By Ed Susman

(DENVER)—Barbed absorbable sutures that work similarly to Ziploc bag technology appear to quickly and effectively close wounds in patients with a variety of skin conditions with good cosmesis.

In a poster presentation at the 72nd annual meeting of the American Academy of Dermatology in Denver, John Strasswimmer, MD, PhD, medical director of melanoma and cutaneous oncology at the Lynn Cancer Center, Delray Beach, Florida, illustrated how the new technology closes wounds in older patients with frail skin and in obese patients with thick skin.

At the presentation, he showed videos of how the sutures were used to close gaping wounds, and how the wounds appeared a few months later—demonstrating good cosmesis.

“The sutures are laced through the skin without the need for undermining,” says Strasswimmer, also research professor of biochemistry at Florida Atlantic University, Boca Raton. “Then we pull the end of the suture and tiny barbs attacked to the skin and we pull the wound closed.” He says the procedure is akin to lacing up sneakers or a Victorian lady’s corset—hence, its name, the Corseta, Strasswimmer says.

“The Corseta procedure is well-suited for the closure of challenging skin cancer surgery defects,” he says.

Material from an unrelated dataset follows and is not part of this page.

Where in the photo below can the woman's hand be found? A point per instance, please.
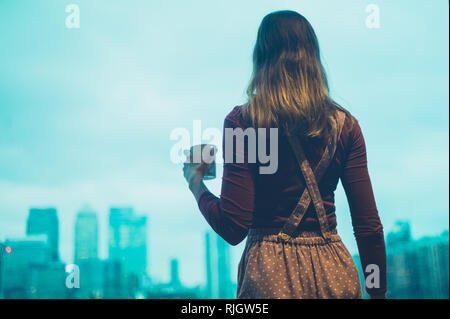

“In skin cancer surgery, the excisional defect requires tension to close the wound. Many wounds are hard to close. First, in fragile tissue knots may tear through the skin due to atrophic dermis. Second, areas of high tension such as trunk defects may be hard to close because undermining may be limited due to anticoagulant status,” he says, adding that the barbed sutures provide evenly distributed tension, allowing safe closure of these wounds.

Strasswimmer says that he has used the barbed sutures in more than 800 patients in his Mohs surgery practice. He reported on 414 of these patients, 193 of whom underwent treatment for axial defects; 90 patients were treated for wounds on the face; 50 cases involved the hands or feet; 27 patients were treated for neck wounds; and 6 patients underwent treatment for scalp wounds.

In the case series, there were 14 complications and 14 patients required postoperative analgesia in addition to what was anticipated during the patients’ recoveries. “We did not have to remove any sutures in any of these cases,” he says. For patients who experienced infection, Strasswimmer said incision and drainage was accomplished in a manner similar to that used for patients treated with interrupted sutures.

In the prospective case series, Strasswimmer says he first used products developed by Angiotech and Ethicon Inc, but has since transitioned to second generation products V-loc 90 and V-loc 180 from Covidien Inc.

“I find these sutures are easier and faster to use; they do not require the surgeon to create knots, and there is no need to perform skin undermining,” he says.

He said the conventional sutures cost about $8 to $10, and the barbed sutures are about $25, but the time saved in using the barbed sutures may make up for the additional cost.